The New York Review of Magazines

Campaigns and Elections

Circulation: 30,000
Date of Birth: 1980
Frequency: Bimonthly
Price: $4.95
website: campaignsandelections.com

By Matthew Sawh

Journalists covering political campaigns often focus on candidates’ personal style to say something about substance—George W. Bush’s Texas swagger or Barack Obama’s cool detachment, for example. The danger is that election results that are anything but inevitable are presented as inescapable—produced by personality. For a deeper look at campaigns and their power, check out Campaigns and Elections magazine.

Campaigns and Elections brings its 30,000-plus readers inside the smoke-filled rooms where political operatives are plotting the “path to power,” to use biographer Robert Caro’s phrase. It seeks to appeal to the powerful insiders who make the major decisions on advertising, hiring and messaging that win or lose elections. While political magazines like The Weekly Standard and The New Republic often talk tactics, Campaigns and Elections offers depth and grainy “how-to” detail. Insiders need that detail and interested outsiders can benefit from it, too.

Campaigns and Elections stresses the practical nuts and bolts of modern campaigning. One story in the November/December issue measured the depth of each GOP campaign’s ground game in Iowa, New Hampshire and South Carolina, the first three Republican primary contests, providing office and staff counts. Another story devoted nearly a dozen pages to a political-consultant scorecard. Want to run for office? This tells you whom to hire.

When New York magazine asks, “Who in God’s name is Mitt Romney?” Campaigns and Elections wonders: Who is organizing the fall presidential debates? A technology theme pervaded much of that winter issue, with social media, the social Web and the implications of pushback against online campaign tracking all scoring coverage. Staffers wrote most of the pieces, but practitioners also wrote a few, answering the neurotic questions of political consultants, such as: Can a digital billboard with new messages each night be effective? How do pollsters count people who only use cellphones?

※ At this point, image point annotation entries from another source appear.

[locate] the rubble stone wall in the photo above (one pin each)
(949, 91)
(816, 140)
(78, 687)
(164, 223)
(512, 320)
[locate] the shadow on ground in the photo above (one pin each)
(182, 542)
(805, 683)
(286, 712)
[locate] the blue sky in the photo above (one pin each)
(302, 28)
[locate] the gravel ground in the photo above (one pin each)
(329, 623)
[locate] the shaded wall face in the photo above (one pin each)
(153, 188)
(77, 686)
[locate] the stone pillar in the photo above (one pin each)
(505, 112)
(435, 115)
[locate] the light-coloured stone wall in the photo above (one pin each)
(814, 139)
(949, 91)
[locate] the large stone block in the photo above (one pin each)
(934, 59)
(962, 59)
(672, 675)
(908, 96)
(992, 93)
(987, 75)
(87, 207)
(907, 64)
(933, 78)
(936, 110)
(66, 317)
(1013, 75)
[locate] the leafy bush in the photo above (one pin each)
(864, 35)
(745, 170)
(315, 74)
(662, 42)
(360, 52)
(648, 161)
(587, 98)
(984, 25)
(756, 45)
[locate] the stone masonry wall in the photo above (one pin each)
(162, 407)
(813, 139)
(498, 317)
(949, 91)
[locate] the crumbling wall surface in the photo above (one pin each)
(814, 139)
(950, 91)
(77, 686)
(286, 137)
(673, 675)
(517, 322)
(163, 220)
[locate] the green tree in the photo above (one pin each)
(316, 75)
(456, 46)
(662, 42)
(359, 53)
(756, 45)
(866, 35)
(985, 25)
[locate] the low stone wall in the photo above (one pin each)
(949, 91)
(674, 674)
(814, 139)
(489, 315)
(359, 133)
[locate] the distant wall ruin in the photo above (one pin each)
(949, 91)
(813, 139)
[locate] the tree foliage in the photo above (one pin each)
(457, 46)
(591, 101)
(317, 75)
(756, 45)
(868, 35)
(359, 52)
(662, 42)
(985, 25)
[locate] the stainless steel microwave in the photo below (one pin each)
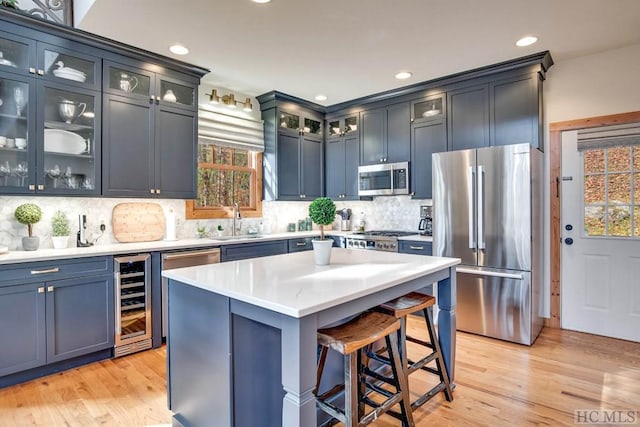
(385, 179)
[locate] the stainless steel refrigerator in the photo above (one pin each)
(487, 210)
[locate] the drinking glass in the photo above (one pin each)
(54, 174)
(20, 99)
(5, 171)
(21, 171)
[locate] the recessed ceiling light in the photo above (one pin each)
(178, 49)
(402, 75)
(526, 41)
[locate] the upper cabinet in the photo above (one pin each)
(385, 134)
(50, 114)
(515, 110)
(342, 149)
(293, 158)
(54, 83)
(150, 124)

The late Stanley Foster Reed started the magazine in 1980 as a how-to-enter-politics guide. He said he wanted to get better people involved in the process. “In political campaigns and in business, it is management that makes the difference,” he wrote in the first issue. “Management of resources: money, media, people.”

The magazine’s media kit claims that sixty-five percent of readers each control campaign spending worth more than $100,000 in a cycle, and eighty-three percent have regular contact with elected officials. Campaigns and Elections has a deck of editorial advisors that is stacked with familiar names, including Joe Trippi, who ran Howard Dean’s 2004 campaign, which he built through online organizing; queens like Mary Matalin, who advised the administrations of both George H. W. Bush and George W. Bush; and aces like David Yepsen, an expert on Iowa’s first-in-the-nation caucus.

Campaigns and Elections shows that campaign tactics have consequences. Recent events reflect this: Just thirty-four votes separated Rick Santorum and Mitt Romney in Iowa. Four years ago, organizing strategies in South Carolina produced a crucial Barack Obama win, answering Hillary Clinton’s New Hampshire victory.

The November/December issue’s letter from the editor, Shane D’Aprile, kicked off with his all-time favorite rant from a campaign staffer: “We do all the work and the candidate gets all the credit. We ring doorbells and make the posters and build up the candidate’s image. And then he says something stupid and ruins everything we’ve done.”

 Content like that makes Campaigns and Elections an entertaining read for people who like political inside baseball, whether they are players or just interested spectators. The magazine may be elusive on newsstands, where it costs four dollars and ninety-five cents. But for three dollars and ninety-nine cents, it’s available online, where its detail and insight impress despite having to use the clunky Zinio reader.